– Вот, нашла. – Что-то тяжелое выпускают из рук.

– Я открою? – Колокольчик слегка дрожит.

– Конечно. – Звук рвущегося картона. – Это все клей? А зачем столько?

Девушке на почте скучно. Почему бы не разнообразить праздное безделье получением знаний?

– Тут обычный ПВА, еще резорциновый и смола.

– Смола?

– Да, желтый клей, или алифатическая смола. Он сильнее и влагоустойчивее, к тому же более вязок и менее текуч. В общем, хорошая штука.

– А это?

– Это анимальный клей.

– Какой?

– Анимальный. Из животных сделан.

– Как из животных?

– Из кожи, нервных тканей или костей, – спокойно объясняет колокольчик. Собака нервно сглатывает слюну, а девушка за прилавком ужасается:

– Какая жестокость!


– Какая жестокость! – сокрушался старшекурсник, слушая сбивчивый рассказ семнадцатилетней Ани о несправедливости членов приемной комиссии. – Так и сказали?

– Да, – девушка размазывала по щекам слезы и поплывшую тушь. – Природа на вас отдохнула. Поищите себя на другом поприще.

– Ну… Может, это дельный совет?

– Что?! – Анна вскочила и рванулась в сторону. «Да уж, хороша! Развела нюни перед чужаком. А он-то просто смеется. Она думала, он пожалеть хочет, а он… Они, старшекурсники, небось все такие, приходят в дни экзамена поглумиться над несчастными абитуриентами да похвастаться своей удачей».

– Да погоди ты! Я, между прочим, тут тоже три года пороги обивал, прежде чем пропустили, и тоже всякого наслушался, но я верил, что они не правы, и у тебя, раз ты в это веришь, тоже все получится.

– Я не знаю, верю или нет. Они все-таки мастера, а я кто? Девчонка.

– А режиссеру ты поверишь?

– А ты что, режиссер?

– Ну, почти.

– А что ты снял?

– Потому-то и почти, что не снял еще ничего. Ничего стоящего. Так парочку курсовых.

– Типа «Убийц»?[1] – Аня улыбнулась сквозь слезы.

Во взгляде молодого человека мелькнуло уважение:

– Сечешь в кино?

– Люблю Хемингуэя.

– Ну, до старика Эрнеста мне далеко.
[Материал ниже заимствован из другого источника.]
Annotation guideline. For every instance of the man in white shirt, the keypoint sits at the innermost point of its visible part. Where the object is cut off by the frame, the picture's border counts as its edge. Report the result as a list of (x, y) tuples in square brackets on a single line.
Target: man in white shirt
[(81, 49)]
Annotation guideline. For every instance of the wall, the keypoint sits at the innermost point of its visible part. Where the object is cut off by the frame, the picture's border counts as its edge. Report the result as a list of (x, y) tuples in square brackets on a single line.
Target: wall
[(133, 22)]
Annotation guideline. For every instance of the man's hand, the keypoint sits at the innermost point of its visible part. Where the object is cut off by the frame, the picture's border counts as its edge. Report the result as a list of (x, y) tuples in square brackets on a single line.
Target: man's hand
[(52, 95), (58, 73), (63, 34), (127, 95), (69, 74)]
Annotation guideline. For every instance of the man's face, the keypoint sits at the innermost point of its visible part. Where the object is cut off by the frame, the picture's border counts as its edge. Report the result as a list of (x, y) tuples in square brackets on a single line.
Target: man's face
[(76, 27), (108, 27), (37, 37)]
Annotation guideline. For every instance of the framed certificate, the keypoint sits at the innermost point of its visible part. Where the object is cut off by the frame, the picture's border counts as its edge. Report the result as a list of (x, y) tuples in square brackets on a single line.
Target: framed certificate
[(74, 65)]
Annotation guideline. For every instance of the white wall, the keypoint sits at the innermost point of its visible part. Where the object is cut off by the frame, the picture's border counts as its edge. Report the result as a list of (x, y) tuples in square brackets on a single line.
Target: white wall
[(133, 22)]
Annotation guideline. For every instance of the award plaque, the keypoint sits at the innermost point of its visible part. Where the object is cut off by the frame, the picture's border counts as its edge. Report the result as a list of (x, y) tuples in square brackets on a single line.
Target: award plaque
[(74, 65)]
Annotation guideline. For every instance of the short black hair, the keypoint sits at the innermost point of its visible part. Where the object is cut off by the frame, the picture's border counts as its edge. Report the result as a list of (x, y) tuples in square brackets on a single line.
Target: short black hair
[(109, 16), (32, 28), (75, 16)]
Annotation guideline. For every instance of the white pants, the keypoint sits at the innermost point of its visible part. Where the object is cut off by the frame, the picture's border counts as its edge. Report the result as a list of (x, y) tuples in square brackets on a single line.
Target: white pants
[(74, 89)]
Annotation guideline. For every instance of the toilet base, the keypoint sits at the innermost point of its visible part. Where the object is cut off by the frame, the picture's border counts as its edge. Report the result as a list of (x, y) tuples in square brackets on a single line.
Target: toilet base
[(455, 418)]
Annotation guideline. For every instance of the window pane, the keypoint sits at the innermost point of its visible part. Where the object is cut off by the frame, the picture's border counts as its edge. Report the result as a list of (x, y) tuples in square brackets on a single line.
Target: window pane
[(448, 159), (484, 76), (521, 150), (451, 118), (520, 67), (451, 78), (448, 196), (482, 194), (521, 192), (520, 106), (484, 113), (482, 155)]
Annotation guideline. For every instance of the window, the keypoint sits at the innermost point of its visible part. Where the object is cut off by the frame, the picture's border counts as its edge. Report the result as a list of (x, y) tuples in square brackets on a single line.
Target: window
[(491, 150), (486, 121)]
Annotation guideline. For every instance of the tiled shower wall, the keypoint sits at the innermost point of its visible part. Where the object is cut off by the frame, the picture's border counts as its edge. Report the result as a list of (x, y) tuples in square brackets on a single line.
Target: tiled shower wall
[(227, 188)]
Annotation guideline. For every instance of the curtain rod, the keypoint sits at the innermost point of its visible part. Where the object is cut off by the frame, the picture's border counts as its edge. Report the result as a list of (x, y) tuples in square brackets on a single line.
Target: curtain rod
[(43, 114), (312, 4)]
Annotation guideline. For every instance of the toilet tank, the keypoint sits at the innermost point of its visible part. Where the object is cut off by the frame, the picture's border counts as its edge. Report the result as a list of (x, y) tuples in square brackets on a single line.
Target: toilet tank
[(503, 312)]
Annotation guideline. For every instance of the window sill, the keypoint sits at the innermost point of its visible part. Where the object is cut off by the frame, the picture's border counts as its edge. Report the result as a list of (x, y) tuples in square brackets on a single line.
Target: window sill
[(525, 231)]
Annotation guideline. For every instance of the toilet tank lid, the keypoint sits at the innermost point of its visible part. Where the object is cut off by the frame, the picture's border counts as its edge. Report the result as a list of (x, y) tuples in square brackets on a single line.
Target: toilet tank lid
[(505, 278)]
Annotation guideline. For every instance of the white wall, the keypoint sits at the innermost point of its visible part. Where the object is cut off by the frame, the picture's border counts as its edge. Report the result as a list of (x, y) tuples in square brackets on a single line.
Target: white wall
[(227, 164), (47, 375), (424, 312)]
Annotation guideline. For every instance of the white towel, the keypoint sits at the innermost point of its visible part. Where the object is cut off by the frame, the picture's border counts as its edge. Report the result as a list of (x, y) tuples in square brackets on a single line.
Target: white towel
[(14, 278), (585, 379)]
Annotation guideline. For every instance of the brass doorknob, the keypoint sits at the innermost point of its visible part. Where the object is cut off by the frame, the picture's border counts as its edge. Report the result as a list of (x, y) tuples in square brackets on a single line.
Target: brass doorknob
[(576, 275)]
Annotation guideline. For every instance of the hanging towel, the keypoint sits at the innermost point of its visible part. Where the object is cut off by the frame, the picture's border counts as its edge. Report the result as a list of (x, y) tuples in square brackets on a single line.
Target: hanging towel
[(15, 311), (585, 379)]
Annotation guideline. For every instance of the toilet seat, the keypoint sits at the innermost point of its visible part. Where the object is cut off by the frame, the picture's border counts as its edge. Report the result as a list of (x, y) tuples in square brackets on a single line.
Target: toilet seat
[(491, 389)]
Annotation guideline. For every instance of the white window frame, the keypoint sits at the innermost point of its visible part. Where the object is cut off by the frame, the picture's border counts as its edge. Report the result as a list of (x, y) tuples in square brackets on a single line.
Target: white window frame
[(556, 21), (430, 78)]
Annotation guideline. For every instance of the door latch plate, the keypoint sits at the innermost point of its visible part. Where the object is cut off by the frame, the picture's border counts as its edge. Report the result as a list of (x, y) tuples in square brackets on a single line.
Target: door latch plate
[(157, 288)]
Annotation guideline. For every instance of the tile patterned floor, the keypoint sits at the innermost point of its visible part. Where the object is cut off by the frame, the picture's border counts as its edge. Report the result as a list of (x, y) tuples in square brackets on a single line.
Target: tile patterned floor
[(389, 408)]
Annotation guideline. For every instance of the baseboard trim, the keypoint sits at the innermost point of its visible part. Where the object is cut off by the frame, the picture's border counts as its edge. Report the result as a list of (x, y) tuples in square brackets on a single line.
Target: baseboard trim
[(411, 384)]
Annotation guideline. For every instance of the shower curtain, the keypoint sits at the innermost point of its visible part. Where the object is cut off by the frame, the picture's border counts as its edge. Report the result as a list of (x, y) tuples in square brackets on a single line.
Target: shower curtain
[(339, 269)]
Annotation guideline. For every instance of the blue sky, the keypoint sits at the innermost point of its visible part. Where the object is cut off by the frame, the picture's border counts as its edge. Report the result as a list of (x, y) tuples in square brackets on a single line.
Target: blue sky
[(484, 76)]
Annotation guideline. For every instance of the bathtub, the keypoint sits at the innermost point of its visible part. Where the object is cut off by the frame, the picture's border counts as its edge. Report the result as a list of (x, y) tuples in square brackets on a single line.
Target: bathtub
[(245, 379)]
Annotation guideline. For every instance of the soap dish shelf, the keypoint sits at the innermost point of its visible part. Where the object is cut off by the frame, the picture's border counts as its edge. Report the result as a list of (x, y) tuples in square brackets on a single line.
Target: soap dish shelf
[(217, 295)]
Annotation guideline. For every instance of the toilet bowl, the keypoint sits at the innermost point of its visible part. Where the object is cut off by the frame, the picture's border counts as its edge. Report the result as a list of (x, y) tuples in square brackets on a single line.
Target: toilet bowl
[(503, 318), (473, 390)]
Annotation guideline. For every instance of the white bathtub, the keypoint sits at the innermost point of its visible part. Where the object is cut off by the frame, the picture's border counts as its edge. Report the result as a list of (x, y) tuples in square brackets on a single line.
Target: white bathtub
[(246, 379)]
Разве что иногда тоже застрелиться хочется, а так ничего общего.

Девушка засмеялась.

– Значит, ты будущий режиссер?

– Ага. Почему бы будущему режиссеру не прослушать будущую актрису?

– Будущему режиссеру полезно прослушивать актрис настоящих, а будущим актрисам надо учиться у настоящих режиссеров, так что я, пожалуй, пойду. – Аня сделала несколько шагов в сторону, обернулась: – Значит, три года, говоришь, стучался в закрытые двери?

– Было дело.

– Значит, у меня еще полно времени. Ну пока.

– Пока. Подожди, а звать-то тебя как? Мне же надо знать, кого приглашать сниматься в своих шедеврах.

– Аня. Анна Кедрова.

– Кедрова… Кедрова… Кого-то ты мне напоминаешь, Кедрова, а кого, понять не могу.

Девушка лишь пожала плечами:

– Откуда мне знать?

Она лукавила. Кому, как не ей, знать. «Перелетные птицы», «Рассвет у порога», «Письма издалека» и еще несколько десятков названий известных картин, в которых он мог лицезреть улучшенную копию ее лица.

– Прикольная ты, Кедрова. И Хемингуэя знаешь. Мне почему-то тебе помочь хочется.

Девушка скривилась:

– Спасибо. Не нуждаюсь.

– Спрячь ты гордость. Я по-дружески. Метры и койку предлагать не собираюсь, а на руку и сердце не рассчитывай.

– Откровенно. Чего ж так?

– Ну, метры тебе не нужны. Я по речи слышу, что москвичка. Да и сердце тебе мое ни к чему. Во всяком случае, пока я только почти режиссер.

– Дурак ты, а не почти режиссер, – только и ответила Анна и снова предприняла попытку уйти.

Теперь он уже схватил ее за руку. Она вывернулась, зыркнула гневно.

– Эй! Ну, прости. Знаешь, тебе, по-моему, вообще здесь делать нечего. Чистым и непорочным сюда редко удается пробраться.